The SGEI and Global Gold Prices
In September 2014, the SGE launched the Shanghai International Gold Exchange (SGEI). This new subsidiary of the Shanghai Gold Exchange itself opened up trade with the international community for the first time.
There are a few things worth noting about the SGEI, however.
It operates in the Shanghai Free Trade Zone (FTZ), which is a small area designated by China to ease trade with other countries, including free currency exchanges.
The SGEI does allow foreign members to trade gold in China for the first time. But each member has to get approval from the SGE beforehand. And the trade is still limited.
The People’s Bank of China, for instance, still only buys directly on the SGE. So, the SGEI is still somewhat a trial exchange. And its use is still limited as to how the Chinese government actually buys and sells gold.
So, the true nature of how the SGE and its latest stab at international transparency with the SGEI is still not fully known.
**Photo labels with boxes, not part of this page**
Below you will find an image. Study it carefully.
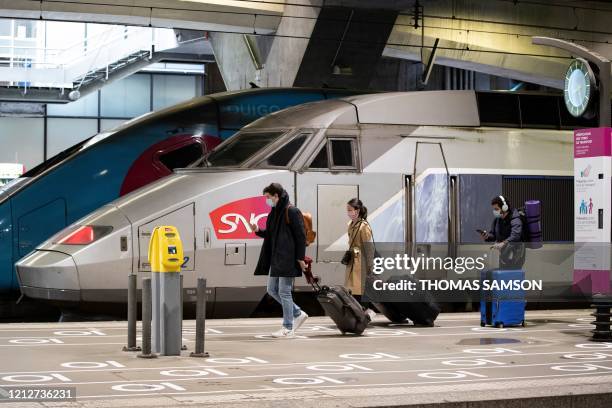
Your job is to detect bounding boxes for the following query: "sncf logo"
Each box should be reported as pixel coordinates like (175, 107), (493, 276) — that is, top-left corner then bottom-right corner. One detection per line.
(209, 196), (270, 239)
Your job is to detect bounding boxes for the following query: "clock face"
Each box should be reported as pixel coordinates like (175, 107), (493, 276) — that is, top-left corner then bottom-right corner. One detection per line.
(563, 58), (594, 117)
But, reports of massive gold price manipulation by China are not necessarily true either.
At the end of the day, we can say that the SGE and China’s central bank are important players in the global gold trade. But the extent of their importance is far less than some might think. The numbers don’t lie.
The SGE, which in this chart also includes the SGEI, trade next to nothing compared to London. Sure, every physical ounce of gold trading hands through the SGE must be present and accounted for. But the sheer volume of physical gold traded through London compared to the SGE shows that the latter’s effects are still limited on overall gold prices.
The Shanghai Gold Exchange is important in that it facilitates all, or nearly all, trade of gold within China. How it has begun to open up a window into that trade through its SGEI subsidiary too is important. Based on volumes, its effect on global gold trade remains somewhat limited, although not trivial.
How and by what means China increases its gold supply is something absolutely worth knowing. But keeping a cautious, objective view of how that interacts with markets like London and the rest of the gold trade is crucial to understanding this whole picture.